4. thinking ahead, I’d like to be able to read character settings and instantiate from file. This is so a collaborator could say, e.g., I don’t think FMB is firing fast enough, and then change the setting in a text file (or use a tool for same) without having to touch code or recompile. That’d ease the balancing process.

WordPress

Is it better to install an old version of WP (3.1) automatically from Fantastico, or manually install a later version (3.6)? I’m thinking manual, since then you’re not depending on yet another tool for your tools. Downsides: you gotta keep on top of updating. Maybe a big security flaw comes out, maybe you get hacked, maybe you end up responsible for zombie nuclear site attacks, or worse, spam.

This started yet another colossal rabbit hole tech one-thing-after-another hate fuck. Can’t download wordpress because my local website repository died in my HDD crash a few months ago. Need to git clone it from my server. What was that URL again? Can’t remember.
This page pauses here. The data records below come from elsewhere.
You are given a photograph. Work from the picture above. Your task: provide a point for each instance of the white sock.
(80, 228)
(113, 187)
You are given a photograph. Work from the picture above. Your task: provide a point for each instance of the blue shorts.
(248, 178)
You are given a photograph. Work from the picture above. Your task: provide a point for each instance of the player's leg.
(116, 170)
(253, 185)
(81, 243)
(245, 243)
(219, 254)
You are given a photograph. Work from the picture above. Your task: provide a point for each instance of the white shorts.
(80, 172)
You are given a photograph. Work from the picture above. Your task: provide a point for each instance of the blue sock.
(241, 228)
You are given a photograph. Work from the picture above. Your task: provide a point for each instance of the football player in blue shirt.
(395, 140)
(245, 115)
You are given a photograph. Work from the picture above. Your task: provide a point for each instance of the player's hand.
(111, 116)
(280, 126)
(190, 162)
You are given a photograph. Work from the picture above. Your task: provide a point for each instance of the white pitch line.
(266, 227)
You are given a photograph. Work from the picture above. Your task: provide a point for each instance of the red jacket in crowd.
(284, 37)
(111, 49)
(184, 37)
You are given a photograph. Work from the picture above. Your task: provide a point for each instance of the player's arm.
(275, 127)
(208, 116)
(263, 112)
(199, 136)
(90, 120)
Or do I restore it from backup? Should I restore it then git it? Did I do anything since the last backup? I should check my laptop, since I think I last developed from there. Do I even want to maintain the WP install with git? Does that even make sense?
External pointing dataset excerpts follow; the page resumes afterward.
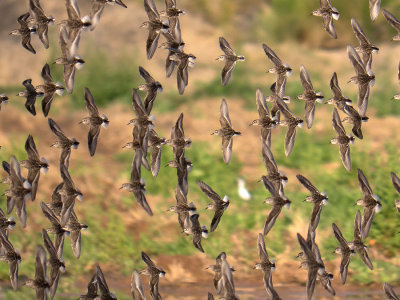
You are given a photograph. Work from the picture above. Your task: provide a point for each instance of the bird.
(267, 266)
(103, 287)
(154, 25)
(265, 120)
(291, 122)
(344, 250)
(317, 198)
(49, 89)
(309, 96)
(56, 228)
(230, 59)
(171, 12)
(56, 261)
(175, 43)
(396, 97)
(182, 208)
(219, 205)
(97, 10)
(217, 269)
(12, 257)
(91, 289)
(281, 70)
(94, 120)
(63, 142)
(226, 132)
(136, 185)
(136, 286)
(25, 31)
(3, 99)
(41, 21)
(242, 190)
(354, 118)
(357, 243)
(155, 273)
(226, 286)
(74, 24)
(30, 93)
(143, 121)
(151, 86)
(69, 192)
(6, 224)
(369, 201)
(328, 14)
(364, 79)
(374, 7)
(74, 227)
(341, 102)
(390, 294)
(192, 226)
(394, 22)
(366, 48)
(34, 164)
(184, 62)
(40, 283)
(178, 142)
(21, 191)
(312, 263)
(155, 143)
(396, 184)
(342, 139)
(278, 200)
(69, 58)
Can one/should one deploy a simple website with git, instead of the typical FTP and pray method?

http://sebduggan.com/blog/deploy-your-website-changes-using-git/

http://toroid.org/ams/git-website-howto

http://www.bitbonsai.com/git-deploy-website-5steps/

Yes, one can. But that’s effort, and anyway it seems like a weak deploy solution, so should I look into capistrano? For a simple fucking website? Ugh. I just wanted a pepsi. Still so tired, I guess from the injury and healing or something, maybe residual percocets, even though I didn’t take any today in hopes of not being so tired. Foot hurts a little as a result, too. Sheeit.

So today:

F It

In the end I said fuck it, I’m not gonna try to git my site, I don’t even care about that right now. Just downloaded the latest wordpress, detarred it on the server – didn’t even unpack it down here, that’s how much IDGAF – ran the setup and here we are. I spent some time having a little fantasy about customizing the theme but that’s going in the trash for now. Who really cares what the random development journal looks like?

Just need to change up my subdomain configuration and add a user for Sean, assuming he wants in on this garbage.

Next

Since I’m already in a morass of non-development, I may as well get up a git repository or two. In the process I suppose I’ll see if I can recover my website and get that figured out. Same with all the other projects that died with the HDD – I can’t remember now where I backed them up, or when, or if I changed anything since the last backup that’ll be lost forever, lol.

For development, next is to get all characters on screen, then queue some enemies and get them moving.